It is a long-established principle of contract law that a liquidated damages clause is enforceable provided the sum payable represents a genuine pre-estimate of loss and does not amount to a penalty.
In Talal El Makdessi v Cavendish Square Holdings BV & Anor  EWCA Civ 1539, the Court of Appeal applied a two stage test in its assessment of whether a liquidated damages clause constituted a penalty.
When previously determining if a clause was a penalty, the courts looked at whether the sum which would be paid in the event of a breach of contract was extravagant and unconscionable, in which case the court would find the clause an unenforceable penalty; but if it was a genuine pre-estimate of loss, then it could be recovered.

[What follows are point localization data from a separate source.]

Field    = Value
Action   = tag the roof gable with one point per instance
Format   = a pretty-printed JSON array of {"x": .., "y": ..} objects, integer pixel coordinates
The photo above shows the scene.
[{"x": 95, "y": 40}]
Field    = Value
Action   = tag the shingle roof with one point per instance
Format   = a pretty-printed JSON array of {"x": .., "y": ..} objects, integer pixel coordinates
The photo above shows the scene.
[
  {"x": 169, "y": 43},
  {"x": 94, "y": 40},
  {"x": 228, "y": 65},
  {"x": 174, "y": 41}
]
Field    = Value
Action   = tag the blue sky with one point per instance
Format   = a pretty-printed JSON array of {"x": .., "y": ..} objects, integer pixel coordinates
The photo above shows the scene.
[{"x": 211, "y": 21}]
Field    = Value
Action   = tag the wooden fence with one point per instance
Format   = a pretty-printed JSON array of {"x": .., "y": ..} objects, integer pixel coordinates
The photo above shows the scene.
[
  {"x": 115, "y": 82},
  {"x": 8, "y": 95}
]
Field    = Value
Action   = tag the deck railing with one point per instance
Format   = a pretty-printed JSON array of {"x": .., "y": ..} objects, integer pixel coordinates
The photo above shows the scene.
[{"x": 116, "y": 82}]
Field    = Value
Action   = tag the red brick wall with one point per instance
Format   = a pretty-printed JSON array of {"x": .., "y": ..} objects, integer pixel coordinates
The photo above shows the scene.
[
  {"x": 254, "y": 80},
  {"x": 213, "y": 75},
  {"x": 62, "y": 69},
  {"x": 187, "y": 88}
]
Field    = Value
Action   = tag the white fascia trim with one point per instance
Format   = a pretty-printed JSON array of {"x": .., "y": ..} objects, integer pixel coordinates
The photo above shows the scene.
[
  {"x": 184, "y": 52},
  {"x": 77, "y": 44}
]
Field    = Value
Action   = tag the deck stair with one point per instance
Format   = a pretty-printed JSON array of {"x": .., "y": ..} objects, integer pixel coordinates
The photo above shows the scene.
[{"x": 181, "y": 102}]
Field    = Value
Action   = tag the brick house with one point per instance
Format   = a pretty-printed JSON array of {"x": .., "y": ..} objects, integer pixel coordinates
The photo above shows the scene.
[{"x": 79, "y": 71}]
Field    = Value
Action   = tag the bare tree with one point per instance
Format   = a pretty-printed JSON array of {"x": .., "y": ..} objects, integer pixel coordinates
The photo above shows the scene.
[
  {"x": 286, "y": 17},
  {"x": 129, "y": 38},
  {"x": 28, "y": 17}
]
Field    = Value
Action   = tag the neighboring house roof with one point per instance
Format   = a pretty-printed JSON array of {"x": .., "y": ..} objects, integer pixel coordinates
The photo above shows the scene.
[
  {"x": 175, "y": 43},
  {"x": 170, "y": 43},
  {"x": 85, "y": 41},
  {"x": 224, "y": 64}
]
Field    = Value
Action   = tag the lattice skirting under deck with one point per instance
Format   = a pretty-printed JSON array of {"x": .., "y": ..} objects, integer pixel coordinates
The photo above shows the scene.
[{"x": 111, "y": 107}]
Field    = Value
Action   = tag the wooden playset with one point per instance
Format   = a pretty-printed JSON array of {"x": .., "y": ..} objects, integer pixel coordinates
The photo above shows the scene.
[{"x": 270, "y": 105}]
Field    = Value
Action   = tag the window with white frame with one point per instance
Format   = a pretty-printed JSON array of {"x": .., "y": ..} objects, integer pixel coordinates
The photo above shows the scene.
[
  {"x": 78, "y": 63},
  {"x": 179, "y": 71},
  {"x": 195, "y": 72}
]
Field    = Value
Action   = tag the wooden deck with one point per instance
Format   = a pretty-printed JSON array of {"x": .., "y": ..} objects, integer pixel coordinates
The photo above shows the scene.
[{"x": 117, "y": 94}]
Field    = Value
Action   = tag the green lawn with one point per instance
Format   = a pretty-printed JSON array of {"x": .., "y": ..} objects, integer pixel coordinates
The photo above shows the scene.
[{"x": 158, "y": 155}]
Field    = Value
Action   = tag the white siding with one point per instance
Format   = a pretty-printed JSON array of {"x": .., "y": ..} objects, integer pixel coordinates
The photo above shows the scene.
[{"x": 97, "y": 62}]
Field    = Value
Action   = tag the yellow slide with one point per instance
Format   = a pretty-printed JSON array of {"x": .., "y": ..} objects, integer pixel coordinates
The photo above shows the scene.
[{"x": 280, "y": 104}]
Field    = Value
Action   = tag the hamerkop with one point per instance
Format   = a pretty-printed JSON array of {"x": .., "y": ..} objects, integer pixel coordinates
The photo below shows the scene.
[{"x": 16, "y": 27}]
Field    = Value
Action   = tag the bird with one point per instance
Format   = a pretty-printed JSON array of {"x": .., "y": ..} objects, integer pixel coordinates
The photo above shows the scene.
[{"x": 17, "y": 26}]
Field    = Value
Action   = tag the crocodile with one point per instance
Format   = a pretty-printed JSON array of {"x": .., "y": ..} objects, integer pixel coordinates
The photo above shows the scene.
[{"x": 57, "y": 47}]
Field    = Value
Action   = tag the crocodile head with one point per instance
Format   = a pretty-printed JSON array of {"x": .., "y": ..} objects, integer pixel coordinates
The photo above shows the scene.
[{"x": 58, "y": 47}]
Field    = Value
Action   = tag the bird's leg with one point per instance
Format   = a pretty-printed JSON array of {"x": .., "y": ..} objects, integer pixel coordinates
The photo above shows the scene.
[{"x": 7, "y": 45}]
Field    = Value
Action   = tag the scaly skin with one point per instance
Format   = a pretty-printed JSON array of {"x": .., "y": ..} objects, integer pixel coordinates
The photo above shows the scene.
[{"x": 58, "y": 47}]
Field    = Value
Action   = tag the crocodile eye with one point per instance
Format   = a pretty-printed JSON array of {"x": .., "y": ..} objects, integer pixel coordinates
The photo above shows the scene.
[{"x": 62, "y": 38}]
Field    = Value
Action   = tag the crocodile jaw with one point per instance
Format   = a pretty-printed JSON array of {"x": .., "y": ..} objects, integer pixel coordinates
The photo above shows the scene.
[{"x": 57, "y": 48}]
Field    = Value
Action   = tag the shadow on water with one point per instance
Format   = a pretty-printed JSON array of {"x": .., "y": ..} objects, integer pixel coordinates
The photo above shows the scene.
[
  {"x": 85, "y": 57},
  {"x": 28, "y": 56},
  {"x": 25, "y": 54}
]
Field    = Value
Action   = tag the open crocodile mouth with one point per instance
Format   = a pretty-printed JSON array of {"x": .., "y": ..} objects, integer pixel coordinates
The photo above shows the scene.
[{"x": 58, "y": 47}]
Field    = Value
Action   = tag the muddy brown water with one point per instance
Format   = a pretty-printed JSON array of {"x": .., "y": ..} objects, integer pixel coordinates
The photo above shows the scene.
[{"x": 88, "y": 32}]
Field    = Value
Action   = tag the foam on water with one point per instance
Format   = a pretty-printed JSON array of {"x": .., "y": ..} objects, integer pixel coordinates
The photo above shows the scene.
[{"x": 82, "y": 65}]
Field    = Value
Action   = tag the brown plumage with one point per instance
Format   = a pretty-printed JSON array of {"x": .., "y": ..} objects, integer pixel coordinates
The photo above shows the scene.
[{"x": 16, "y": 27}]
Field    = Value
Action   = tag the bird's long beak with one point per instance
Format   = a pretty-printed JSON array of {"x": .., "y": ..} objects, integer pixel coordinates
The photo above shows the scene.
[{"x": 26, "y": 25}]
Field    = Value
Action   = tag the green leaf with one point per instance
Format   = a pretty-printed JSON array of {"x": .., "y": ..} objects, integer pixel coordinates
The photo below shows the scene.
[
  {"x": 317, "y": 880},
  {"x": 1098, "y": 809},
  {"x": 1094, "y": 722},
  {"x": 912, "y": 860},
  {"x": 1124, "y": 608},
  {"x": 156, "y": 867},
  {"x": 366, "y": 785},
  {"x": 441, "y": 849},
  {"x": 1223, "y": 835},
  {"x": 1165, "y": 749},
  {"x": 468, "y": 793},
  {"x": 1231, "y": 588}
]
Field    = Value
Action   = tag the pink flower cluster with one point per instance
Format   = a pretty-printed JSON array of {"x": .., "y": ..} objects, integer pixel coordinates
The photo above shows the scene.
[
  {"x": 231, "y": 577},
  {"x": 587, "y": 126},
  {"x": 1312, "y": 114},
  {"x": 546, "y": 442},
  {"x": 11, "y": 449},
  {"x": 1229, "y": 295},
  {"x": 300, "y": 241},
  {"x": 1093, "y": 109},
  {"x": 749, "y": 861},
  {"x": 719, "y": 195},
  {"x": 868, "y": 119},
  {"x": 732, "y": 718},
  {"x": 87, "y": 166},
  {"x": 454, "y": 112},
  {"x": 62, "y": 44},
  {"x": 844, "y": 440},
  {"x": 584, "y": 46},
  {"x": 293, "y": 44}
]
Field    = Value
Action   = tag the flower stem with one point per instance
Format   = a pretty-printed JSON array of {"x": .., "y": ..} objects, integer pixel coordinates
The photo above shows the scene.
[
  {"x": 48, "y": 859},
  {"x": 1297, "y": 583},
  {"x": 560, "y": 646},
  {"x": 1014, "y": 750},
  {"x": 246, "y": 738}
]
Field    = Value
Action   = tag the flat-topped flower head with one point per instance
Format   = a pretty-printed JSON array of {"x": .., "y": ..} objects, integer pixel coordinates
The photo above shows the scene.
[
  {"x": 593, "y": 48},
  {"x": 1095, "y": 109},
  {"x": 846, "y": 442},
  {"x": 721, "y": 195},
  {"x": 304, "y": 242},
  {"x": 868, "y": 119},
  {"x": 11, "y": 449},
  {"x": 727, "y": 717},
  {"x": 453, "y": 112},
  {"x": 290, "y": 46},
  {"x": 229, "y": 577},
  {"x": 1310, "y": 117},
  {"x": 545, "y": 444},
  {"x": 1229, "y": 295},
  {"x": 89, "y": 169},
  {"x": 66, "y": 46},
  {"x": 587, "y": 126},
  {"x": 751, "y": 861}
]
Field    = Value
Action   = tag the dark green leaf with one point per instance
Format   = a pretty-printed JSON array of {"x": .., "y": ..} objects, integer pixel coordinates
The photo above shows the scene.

The Court of Appeal in Talal El Makdessi applied a second stage to this test and considered whether the clause was commercially justifiable. The clause in question sought to restrict Talal El Makdessi from competing with the business he had sold under the contract and provided for the payment of a sum of money in such circumstances. It was considered to be unconscionable as the sum forfeited by Talal El Makdessi was far greater than the maximum damages the purchaser could have recovered by means of a contractual damages claim as the clause required him to transfer shares at what would most likely be an undervalue. The court went further, to consider whether the clause was commercially justifiable, by serving an economic function in which case the clause might be found to be enforceable. The court considered that the dominant purpose of the clause was to deter breach by the seller and was not commercially justifiable, therefore it was legally unenforceable.
The Court of Appeal made it clear in its judgment that each case would turn on the individual circumstances and facts surrounding the particular agreement, however this two stage, modern approach to assessing whether a clause is a penalty is a clear evolution of the long-standing legal principle.